Our CIM session is created, so now we can start managing the switch with CIM cmdlets. Unfortunately, we won’t get any discoverability features that we get with WMI:

Get-CimClass -CimSession $cimSwitch -ClassName CIM_*
The WinRM client received an HTTP server error status (500), but the remote service did not include any other information about the cause of the failure. (raised by: Get-CimClass)

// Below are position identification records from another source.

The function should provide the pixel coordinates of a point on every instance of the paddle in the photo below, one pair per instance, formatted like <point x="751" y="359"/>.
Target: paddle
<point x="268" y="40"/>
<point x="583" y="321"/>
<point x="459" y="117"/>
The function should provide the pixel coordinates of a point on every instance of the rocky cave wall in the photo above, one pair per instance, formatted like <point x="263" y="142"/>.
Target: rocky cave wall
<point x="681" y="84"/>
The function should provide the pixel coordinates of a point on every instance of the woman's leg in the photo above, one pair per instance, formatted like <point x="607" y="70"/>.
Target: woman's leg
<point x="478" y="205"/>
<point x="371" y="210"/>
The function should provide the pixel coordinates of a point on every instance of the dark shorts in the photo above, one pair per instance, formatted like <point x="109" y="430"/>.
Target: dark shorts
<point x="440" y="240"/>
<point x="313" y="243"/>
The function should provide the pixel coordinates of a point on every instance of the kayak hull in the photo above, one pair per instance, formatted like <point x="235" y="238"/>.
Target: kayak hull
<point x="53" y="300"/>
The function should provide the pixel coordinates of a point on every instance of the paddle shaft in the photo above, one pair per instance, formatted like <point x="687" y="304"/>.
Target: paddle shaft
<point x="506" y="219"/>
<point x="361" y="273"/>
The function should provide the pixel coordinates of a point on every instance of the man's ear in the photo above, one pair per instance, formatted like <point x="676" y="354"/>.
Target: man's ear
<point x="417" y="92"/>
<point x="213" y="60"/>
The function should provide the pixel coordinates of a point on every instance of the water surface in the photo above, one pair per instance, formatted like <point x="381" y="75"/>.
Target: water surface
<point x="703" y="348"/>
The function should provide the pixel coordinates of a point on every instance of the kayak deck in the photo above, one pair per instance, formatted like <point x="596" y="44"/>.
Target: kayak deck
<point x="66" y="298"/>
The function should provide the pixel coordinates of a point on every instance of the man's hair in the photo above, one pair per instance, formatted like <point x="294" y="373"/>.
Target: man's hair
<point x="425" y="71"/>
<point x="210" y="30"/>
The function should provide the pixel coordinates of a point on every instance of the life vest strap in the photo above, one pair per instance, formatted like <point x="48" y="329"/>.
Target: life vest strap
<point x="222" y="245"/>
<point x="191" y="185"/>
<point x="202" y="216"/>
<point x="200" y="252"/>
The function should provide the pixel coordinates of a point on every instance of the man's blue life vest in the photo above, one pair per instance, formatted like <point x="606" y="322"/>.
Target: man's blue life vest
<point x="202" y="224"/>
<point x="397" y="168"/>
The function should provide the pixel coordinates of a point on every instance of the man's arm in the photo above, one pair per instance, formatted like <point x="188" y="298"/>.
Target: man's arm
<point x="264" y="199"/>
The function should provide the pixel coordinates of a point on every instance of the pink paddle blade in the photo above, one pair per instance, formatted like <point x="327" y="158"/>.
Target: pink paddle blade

If we are not running PowerShell 5.0 than the best option is to look for documentation of OMI/CIM provider implemented on Arista switches, or make some intelligent guesses:

Get-CimClass -CimSession $cimSwitch -ClassName Arista_EthernetPort
   NameSpace: root/cimv2

CimClassName                        CimClassMethods      CimClassProperties
------------                        ---------------      ------------------
Arista_EthernetPort                 {RequestStateChan... {InstanceID, Caption, Description, ElementName...}

We’ve found the class, time to take a look at its instances:

Get-CimInstance -CimSession $cimSwitch -ClassName Arista_EthernetPort |
    Format-Table -AutoSize DeviceId, OperationalStatus, EnabledState

DeviceId    OperationalStatus EnabledState
--------    ----------------- ------------
Ethernet1   {2}                          2
Ethernet2   {2}                          2
Ethernet3   {2}                          2
Management1 {0}                          2

Managing the switch using the NetworkSwitch module

PowerShell 5.0 preview comes with a NetworkSwitch module that takes away necessity of knowing class names. Instead, we can just load the module, redirect any command in it to our switch, and take advantage of work done by Microsoft:

Import-Module -Name NetworkSwitch
$PSDefaultParameterValues.'*-NetworkSwitch*:CimSession' = $cimSwitch

Get-NetworkSwitchEthernetPort -DeviceId Management1 |
    Set-NetworkSwitchPortProperty -Property @{
        Description = 'This is just a test'

And sure enough: our changes are reflected on the remote end:

There are many other elements we can manage using this module:

Get-Command -Module NetworkSwitch |
    Group-Object Noun |
    Format-Table Name, @{
        Name = 'Verbs'
        Expression = {
            $_.Group.Verb -join ', '
    } -AutoSize

Name                               Verbs
----                               -----
NetworkSwitchEthernetPort          Disable, Enable, Get
NetworkSwitchFeature               Disable, Enable, Get
NetworkSwitchVlan                  Disable, Enable, Get, New, Remove
NetworkSwitchGlobalData            Get
NetworkSwitchEthernetPortIPAddress Remove, Set
NetworkSwitchConfiguration         Restore, Save
NetworkSwitchPortMode              Set
NetworkSwitchPortProperty          Set
NetworkSwitchVlanProperty          Set

As you can see we can configure IP addresses on ports, enable or disable switch features, add and configure VLANS and more. All of this is possible with an OMI provider on the remote end and the NetworkSwitch module on the local computer.